Jeanne Van Tyle recalls witnessing the sock exchange when she volunteered on Gennesaret’s mobile van clinic that travels throughout the city to serve the homeless on the streets.

“There was a patient who had no socks,” Van Tyle remembers. “I saw the physician take off his socks, air them out and give them to the homeless man, who had sores on his feet. He was grateful.”

After that experience, Van Tyle returned to her job as a professor of pharmacy at Butler University in Indianapolis. She asked her students to bring any socks they no longer used to the next class. Within a few days, she had 200 pairs. Then she invited her students to volunteer at the clinics, hoping the experience would connect the students to the underserved and uninsured people they would meet and help.

“They began to open their hearts to the patients,” says Van Tyle, a member of St. Thomas Aquinas Parish in Indianapolis.

Her heart has also been opened since she began volunteering for Gennesaret in 2002.

“It’s why I went into health care in the beginning. I get to help people, share my knowledge and know they’re doing better,” she says. “I’m not dealing with insurance companies and handling money. I’m making a difference. The patients will put their medicine in their bags, reach across and touch you, and say, ‘God bless you.’

“I think it builds a real sense of what would Jesus do. It makes you think about yourself and your life and all the blessings you have. It makes you want to do more.”

From heartbreak to inspiration

As the program has grown and evolved over two decades, the challenge has been to keep the focus on the healing touch.

As a cardiologist, Trippi has dedicated his medical practice to taking care of patients with heart problems. As the founder of the Gennesaret Free Clinics, he has seen too often the human heart near its breaking point.

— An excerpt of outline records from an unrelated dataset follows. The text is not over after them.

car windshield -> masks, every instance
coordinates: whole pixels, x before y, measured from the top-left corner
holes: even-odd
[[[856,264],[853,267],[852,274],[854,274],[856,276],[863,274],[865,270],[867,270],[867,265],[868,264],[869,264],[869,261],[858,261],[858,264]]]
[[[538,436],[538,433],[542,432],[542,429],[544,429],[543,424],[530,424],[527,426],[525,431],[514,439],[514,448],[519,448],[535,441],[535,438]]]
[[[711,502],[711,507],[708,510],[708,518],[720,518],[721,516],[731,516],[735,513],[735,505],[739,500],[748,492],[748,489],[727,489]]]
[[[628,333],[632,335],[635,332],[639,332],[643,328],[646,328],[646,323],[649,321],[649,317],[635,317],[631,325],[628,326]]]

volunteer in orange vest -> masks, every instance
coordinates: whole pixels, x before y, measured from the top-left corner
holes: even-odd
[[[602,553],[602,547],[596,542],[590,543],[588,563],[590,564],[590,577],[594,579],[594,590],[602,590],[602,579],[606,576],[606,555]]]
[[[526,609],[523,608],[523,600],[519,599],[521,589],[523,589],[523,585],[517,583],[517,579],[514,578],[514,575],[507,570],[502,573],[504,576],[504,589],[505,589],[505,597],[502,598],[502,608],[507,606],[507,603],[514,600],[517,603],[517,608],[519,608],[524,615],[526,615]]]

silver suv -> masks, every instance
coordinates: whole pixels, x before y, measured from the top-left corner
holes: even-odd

“People can be pretty lonely,” he says. “Sometimes they feel no one cares about them and whether they’re alive or dead.”

He recalls a medical visit from a young man in his late teens, a former prison inmate who had run out of the medicine he routinely received while he was in jail, medicine he could no longer afford.

“I asked a lot of questions and made some small talk with him,” Trippi recalls. “After I gave him the medicine, he came back a minute later and asked if he was going to be OK. I gave him a pat on the back and told him I thought he was going to make it. I wished him well.”

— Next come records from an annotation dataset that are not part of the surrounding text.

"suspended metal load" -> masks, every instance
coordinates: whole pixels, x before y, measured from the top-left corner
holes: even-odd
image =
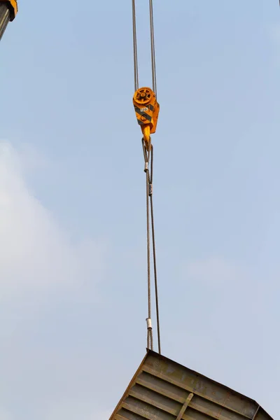
[[[109,420],[273,420],[253,400],[148,350]]]
[[[8,22],[15,19],[17,13],[17,0],[0,0],[0,40]]]

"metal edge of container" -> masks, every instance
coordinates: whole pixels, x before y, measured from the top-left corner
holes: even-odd
[[[145,365],[145,362],[150,356],[156,357],[158,359],[160,359],[163,361],[166,361],[167,363],[172,363],[172,364],[181,368],[181,369],[187,370],[189,372],[190,372],[195,375],[198,375],[200,378],[204,379],[206,381],[210,381],[213,384],[215,384],[219,387],[221,387],[224,390],[225,390],[228,392],[234,393],[235,394],[235,396],[239,396],[241,398],[244,398],[248,402],[250,402],[252,404],[255,404],[256,406],[258,406],[258,408],[257,410],[257,412],[256,412],[255,416],[253,417],[252,420],[254,420],[254,419],[257,418],[258,413],[260,414],[260,412],[266,416],[265,418],[267,419],[267,420],[274,420],[272,419],[272,417],[271,417],[271,416],[255,400],[253,400],[249,397],[247,397],[247,396],[241,394],[241,393],[239,393],[238,391],[233,390],[232,388],[230,388],[229,386],[227,386],[226,385],[223,385],[223,384],[220,384],[220,382],[218,382],[217,381],[211,379],[211,378],[209,378],[208,377],[206,377],[205,375],[203,375],[197,372],[195,372],[195,370],[190,369],[189,368],[186,368],[186,366],[184,366],[183,365],[181,365],[181,363],[175,362],[170,358],[168,358],[162,355],[160,355],[158,353],[156,353],[155,351],[153,351],[152,350],[149,350],[148,349],[147,349],[146,354],[144,358],[143,358],[139,367],[138,368],[137,370],[136,371],[135,374],[134,374],[134,376],[133,376],[132,380],[130,381],[127,388],[126,388],[122,397],[120,400],[119,402],[118,403],[116,407],[115,408],[113,414],[111,414],[111,416],[108,420],[113,420],[115,416],[117,414],[118,412],[122,407],[122,402],[129,396],[130,390],[132,389],[132,386],[134,385],[138,376],[142,372],[143,367]]]

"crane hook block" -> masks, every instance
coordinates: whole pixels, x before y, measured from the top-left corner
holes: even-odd
[[[18,1],[17,0],[0,0],[0,4],[6,4],[7,8],[10,10],[10,20],[15,19],[18,13]]]
[[[155,94],[150,88],[140,88],[133,97],[136,118],[142,130],[145,146],[148,150],[150,147],[150,136],[157,128],[160,105]]]

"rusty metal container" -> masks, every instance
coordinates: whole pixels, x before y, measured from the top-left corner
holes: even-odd
[[[148,351],[109,420],[273,420],[253,400]]]

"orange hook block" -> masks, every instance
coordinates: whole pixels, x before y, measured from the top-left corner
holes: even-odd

That approach is part of the reason that the Gennesaret clinics received national recognition in the 1990s from former President George H.W. Bush as part of his“Point of Light” program.

Still, after 20 years of leading Gennesaret, Trippi is bittersweet about celebrating this landmark anniversary.

“Early on, we hoped this wouldn’t be necessary after a while,” Trippi says. “There wouldn’t be these heartbreaking stories. It would be taken care of. But the melancholy gives way to a good feeling that you’ve been able to do some­thing. It’s satisfying. Twenty years later, every encounter, every interaction, has been a pleasure.”

That feeling leads to one last story from the Gennesaret files.

It’s the story of a homeless man who nearly died, a man who came to the Health Recovery Program after his hospitalization.

After he recovered, he was able to live on his own in an apartment building. There, one day, he heard someone frantically knocking on different apartment doors on his floor.

Looking through the peephole of his door, he saw a man holding a baby. His initial reaction was to follow the lead of his neighbors and keep his door closed. Instead, he opened the door as the man begged to use his phone. He saw that the baby was struggling to breath.

After the paramedics arrived to help the baby, one of the emergency workers told the father that his child likely wouldn’t have survived if he hadn’t called for help.

Trippi marvels at how one life touches another, and how one act of faith can lead to another.

“In so many ways, it’s been a thing of miracles, a real heart-opening thing for me,” Trippi says. “It’s been a labor of love my whole life.”